US National Transportation Safety Board (NTSB) chair Jennifer Homendy refutes a whistleblower’s claim that Boeing concealed key documents related to the Alaska Airlines flight 1282 accident in January.

“I believe the whistleblower has the ship-side tracker, which we already have, [and] is not the documents we are looking for,” she told FlightGlobal on 17 April in Washington, DC. “We’re looking for other documents that don’t exist.”

The “ship-side tracker” is an non-authoritative communication system used by Boeing workers, not the company’s authoritative records database.

Door plug

Source: NTSB

Preliminary NTSB findings suggest Boeing workers failed to secure the door plug that later failed on an Alaska Airlines 737 Max 9

Homendy was responding to comments made the same day by Ed Pierson, a whistleblower and former manager on Boeing’s 737 line, during a subcommittee hearing of the US Senate Committee on Homeland Security & Government Affairs.

“NTSB has said there are no records documenting the removal of the door,” Pierson told the subcommittee. “This is a criminal cover up. Records do in fact exist. I know this because I have personally passed them to the FBI. Boeing’s corporate leaders continue to conceal the truth.”

The conflicting claims are over documentation of work done at Boeing’s Renton assembly site on the door plug of a then-in-production 737 Max 9. Several weeks after delivering the jet to Alaska Airlines, the plug failed during a flight, leaving a gaping hole in the side of the jet. The pilots landed with no serious injuries to passengers or crew.

The NTSB’s preliminary report suggests Boeing workers failed to install bolts to secure the plug. But Boeing told the NTSB it lacks records about the work, including which employees were involved.

“We still do not know who performed the work to open, reinstall and close the door plug on the accident aircraft,” Homendy wrote in a letter to the US Senate Committee on Commerce, Science & Transportation on 13 March. “Boeing has informed us that they are unable to find the records documenting this work. The absence of those records will complicate the NTSB’s investigation moving forward.”

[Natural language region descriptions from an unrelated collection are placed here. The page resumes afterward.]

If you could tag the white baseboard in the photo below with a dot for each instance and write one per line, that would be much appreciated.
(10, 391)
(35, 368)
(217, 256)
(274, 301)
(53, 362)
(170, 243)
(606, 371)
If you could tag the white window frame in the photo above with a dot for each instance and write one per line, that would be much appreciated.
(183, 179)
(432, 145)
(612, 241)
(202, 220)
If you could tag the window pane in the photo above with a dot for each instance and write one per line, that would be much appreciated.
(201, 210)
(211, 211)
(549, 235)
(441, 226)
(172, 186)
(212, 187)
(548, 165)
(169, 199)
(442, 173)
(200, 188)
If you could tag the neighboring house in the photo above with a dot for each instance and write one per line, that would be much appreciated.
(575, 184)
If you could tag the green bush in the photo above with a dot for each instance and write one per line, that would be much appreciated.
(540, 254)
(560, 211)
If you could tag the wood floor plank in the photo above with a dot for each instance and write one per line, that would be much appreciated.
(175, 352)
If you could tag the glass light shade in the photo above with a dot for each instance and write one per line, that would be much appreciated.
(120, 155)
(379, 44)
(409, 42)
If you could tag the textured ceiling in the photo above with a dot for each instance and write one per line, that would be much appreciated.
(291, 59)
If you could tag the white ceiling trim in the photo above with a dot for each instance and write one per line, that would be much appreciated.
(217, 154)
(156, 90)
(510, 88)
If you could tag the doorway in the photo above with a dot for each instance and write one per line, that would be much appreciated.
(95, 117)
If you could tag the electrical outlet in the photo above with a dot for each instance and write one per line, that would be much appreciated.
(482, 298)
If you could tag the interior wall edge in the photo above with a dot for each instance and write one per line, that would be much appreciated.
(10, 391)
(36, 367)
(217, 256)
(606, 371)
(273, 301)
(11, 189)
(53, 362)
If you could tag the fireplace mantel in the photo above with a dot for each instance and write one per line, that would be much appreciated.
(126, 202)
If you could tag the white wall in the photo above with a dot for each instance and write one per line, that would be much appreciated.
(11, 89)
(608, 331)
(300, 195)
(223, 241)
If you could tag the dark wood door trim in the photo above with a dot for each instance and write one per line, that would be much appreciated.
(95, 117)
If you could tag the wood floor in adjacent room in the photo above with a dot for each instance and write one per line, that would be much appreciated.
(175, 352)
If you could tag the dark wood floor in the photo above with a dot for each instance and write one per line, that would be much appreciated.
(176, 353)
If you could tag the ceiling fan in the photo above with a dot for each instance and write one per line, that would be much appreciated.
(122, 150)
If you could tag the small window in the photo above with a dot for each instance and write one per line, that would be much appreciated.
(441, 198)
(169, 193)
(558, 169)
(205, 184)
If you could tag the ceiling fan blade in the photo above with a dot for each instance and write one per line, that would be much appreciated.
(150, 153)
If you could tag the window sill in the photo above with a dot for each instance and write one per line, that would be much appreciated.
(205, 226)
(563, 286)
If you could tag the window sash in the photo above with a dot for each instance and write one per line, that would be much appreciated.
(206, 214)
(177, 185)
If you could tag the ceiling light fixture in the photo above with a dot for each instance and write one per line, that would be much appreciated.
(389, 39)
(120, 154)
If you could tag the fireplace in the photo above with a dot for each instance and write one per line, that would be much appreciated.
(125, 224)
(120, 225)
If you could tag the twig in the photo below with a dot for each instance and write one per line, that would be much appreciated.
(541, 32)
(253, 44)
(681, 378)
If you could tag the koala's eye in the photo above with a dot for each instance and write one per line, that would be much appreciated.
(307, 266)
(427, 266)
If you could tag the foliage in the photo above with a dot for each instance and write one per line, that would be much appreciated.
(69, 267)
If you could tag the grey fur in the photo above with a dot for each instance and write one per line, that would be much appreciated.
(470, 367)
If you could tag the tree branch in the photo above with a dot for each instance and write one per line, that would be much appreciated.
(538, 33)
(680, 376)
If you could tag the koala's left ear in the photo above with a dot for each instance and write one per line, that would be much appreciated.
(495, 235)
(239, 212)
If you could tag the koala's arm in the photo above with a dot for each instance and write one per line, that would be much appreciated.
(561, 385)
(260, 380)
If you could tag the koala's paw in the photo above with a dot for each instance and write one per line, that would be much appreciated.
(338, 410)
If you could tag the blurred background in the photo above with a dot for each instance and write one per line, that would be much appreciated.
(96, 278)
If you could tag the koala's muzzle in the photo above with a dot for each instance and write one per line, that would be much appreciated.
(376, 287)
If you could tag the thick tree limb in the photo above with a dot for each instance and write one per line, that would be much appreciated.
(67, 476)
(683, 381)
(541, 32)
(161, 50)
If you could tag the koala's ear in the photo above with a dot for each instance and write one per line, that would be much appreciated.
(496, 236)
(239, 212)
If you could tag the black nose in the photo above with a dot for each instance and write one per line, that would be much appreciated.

In a 10 April hearing, Homendy added that Boeing is “working very well with us… They have provided us with all the documents that we’ve asked for that exist. They are aware that this record does not exist. They are equally concerned about the process here and the escape”.

Boeing declines to comment about Pierson’s allegation, as does the FBI. Reports have said the agency is investigating the door-plug incident.

Pierson, in testimony, did not specify what documents he was referring to.

The Max 9 involved in the Alaska accident was delivered to the airline by Boeing on 31 October, barely two months before the accident.